O texto “Migração e vírus” foi uma crítica ao tratamento dado aos imigrantes em diversos contextos, como dificuldades de conseguir um emprego, salários, preconceitos e muito mais. “Imigrantes muitas vezes são tratados como vírus. Apenas algumas instituições, comunidades e indivíduos se salvam desse julgamento. Nos processos de migração grupos hegemônicos locais na grande maioria das vezes acabam por apagar a historicidade de quem migra, tornam invisível sua cultura e de alguma forma destroem sua identidade. Isso cria zonas diaspóricas que dialogam com o conceito de higienização urbana criando círculos viciosos de impossibilidade de desenvolvimento para quem passa por esses lugares”, escreveu Luan Marques Joaquim, que vem retratando as manifestações no perfil @cirquinhodorevirado.

O artista da fome

Ao idealizar o projeto, logo o grupo percebeu que seria o maior desafio do Cirquinho em uma iniciativa artística, e ao mesmo tempo contemplaria toda a forma de construção poética, lúdica e cultural que o grupo trabalha. “Não imaginávamos que o desafio seria tão grande, e que a repercussão sobre o jejuador fosse atingir patamares tão para além e de maneira tão forte. As intervenções que as pessoas estão tendo e percebendo em relação ao artista tem ultrapassado o limite do lúdico e o do racional”, explicou Reveraldo.
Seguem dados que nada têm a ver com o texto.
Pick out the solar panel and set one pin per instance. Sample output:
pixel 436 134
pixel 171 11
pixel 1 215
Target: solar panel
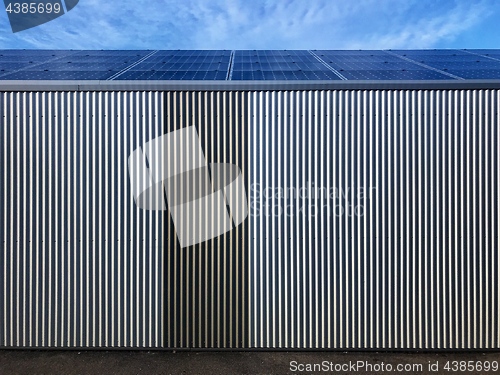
pixel 249 65
pixel 180 65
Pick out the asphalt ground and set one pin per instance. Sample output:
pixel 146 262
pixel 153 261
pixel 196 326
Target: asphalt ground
pixel 250 362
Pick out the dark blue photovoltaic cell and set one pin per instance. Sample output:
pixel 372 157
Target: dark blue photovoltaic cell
pixel 181 65
pixel 377 65
pixel 67 65
pixel 463 64
pixel 280 65
pixel 250 65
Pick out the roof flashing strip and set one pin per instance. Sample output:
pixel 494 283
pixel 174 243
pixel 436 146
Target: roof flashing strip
pixel 84 85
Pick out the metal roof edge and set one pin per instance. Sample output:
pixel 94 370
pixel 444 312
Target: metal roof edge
pixel 245 85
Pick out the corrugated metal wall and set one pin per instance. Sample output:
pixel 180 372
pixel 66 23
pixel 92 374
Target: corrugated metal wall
pixel 206 289
pixel 81 265
pixel 420 267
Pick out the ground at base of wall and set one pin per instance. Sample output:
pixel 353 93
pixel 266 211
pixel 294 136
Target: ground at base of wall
pixel 256 362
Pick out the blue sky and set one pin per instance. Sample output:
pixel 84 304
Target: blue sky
pixel 265 24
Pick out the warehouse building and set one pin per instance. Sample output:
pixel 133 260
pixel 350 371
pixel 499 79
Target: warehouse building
pixel 250 199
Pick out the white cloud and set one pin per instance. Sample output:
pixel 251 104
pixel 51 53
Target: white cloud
pixel 260 24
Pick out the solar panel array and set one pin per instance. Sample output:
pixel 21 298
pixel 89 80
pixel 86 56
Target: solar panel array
pixel 250 65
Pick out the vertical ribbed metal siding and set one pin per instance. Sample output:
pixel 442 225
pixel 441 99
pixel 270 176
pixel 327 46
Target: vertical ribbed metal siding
pixel 80 264
pixel 421 268
pixel 206 286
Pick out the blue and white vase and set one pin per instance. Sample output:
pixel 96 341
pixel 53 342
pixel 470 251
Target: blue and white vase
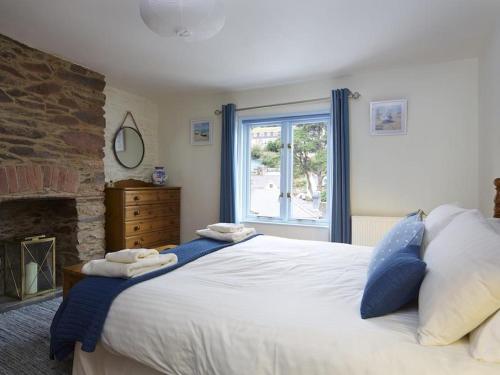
pixel 159 176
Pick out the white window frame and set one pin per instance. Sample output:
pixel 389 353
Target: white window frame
pixel 286 167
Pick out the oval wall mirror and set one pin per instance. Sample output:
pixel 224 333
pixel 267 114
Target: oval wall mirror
pixel 128 145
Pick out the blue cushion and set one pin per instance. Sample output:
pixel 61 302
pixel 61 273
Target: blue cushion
pixel 396 270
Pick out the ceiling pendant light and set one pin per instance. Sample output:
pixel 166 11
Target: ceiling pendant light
pixel 189 20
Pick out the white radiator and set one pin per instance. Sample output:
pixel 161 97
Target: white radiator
pixel 368 230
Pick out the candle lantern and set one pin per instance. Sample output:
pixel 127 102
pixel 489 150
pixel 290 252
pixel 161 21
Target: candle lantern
pixel 29 267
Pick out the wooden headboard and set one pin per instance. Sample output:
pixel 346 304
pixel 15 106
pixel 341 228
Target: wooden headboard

Estas conexões fazem com que as pessoas se deparem com uma relação artística real, e o artístico e o lúdico se fundem em uma coisa só. Assim, o experimento já cumpriu sua função, causando impacto, chamando à atenção para problemas sociais reais e fazendo com que quem vê se questione e questione os artistas “Se as pessoas têm dúvidas sobre o jejum, já é uma forma de interferência, um dos principais ingredientes deste experimento. É um projeto com caminho a ser percorrido, com início, meio e fim, diferente dos espetáculos que o grupo sempre trabalhou”, completou o artista.

Até aqui a única coisa ingerida pelo artista foi água. Para a segurança, há orientação médica durante a continuidade do projeto, com acompanhamento dos batimentos cardíacos e pressão. No último dia, 26 de março, os atores promoverão uma live com duração de 24 horas, acompanhados pelo ator e editor técnico Fábio Murillo. Reveraldo se apresentará para o público em seu estado após 39 dias em jejum, acompanhado de Yonara, mostrando a realidade deste experimento.

Até lá, o estado dele está sendo compartilhado por meio do “Diário da Fome”, uma série de cartas públicas, produzidas diariamente pelo escritor Luan Marques Joaquim e disponíveis no Instagram e no Facebook. Eventualmente, o grupo divulga pequenos vídeos ou entradas ao vivo, com pouca interação social, para partilhar com a audiência os desafios e percepções sobre esse processo jejuativo.

A intervenção audiovisual “O Artista da Fome” é um projeto de experimentação artística, contemplado e viabilizado pela Lei Emergencial Cultural Aldir Blanc (Lei nº 14.017/2020), por meio da Fundação Cultural de Criciúma.

“O Artista da Fome”

Sob direção de Reveraldo, o experimento faz relação com o livro quase homônimo “Um Artista da Fome”, do renomado escritor tcheco Franz Kafka, falecido em 1924. A fome de comida é também uma referência à escassez de arte e da “alimentação artística”, especialmente durante o período de pandemia da Covid-19.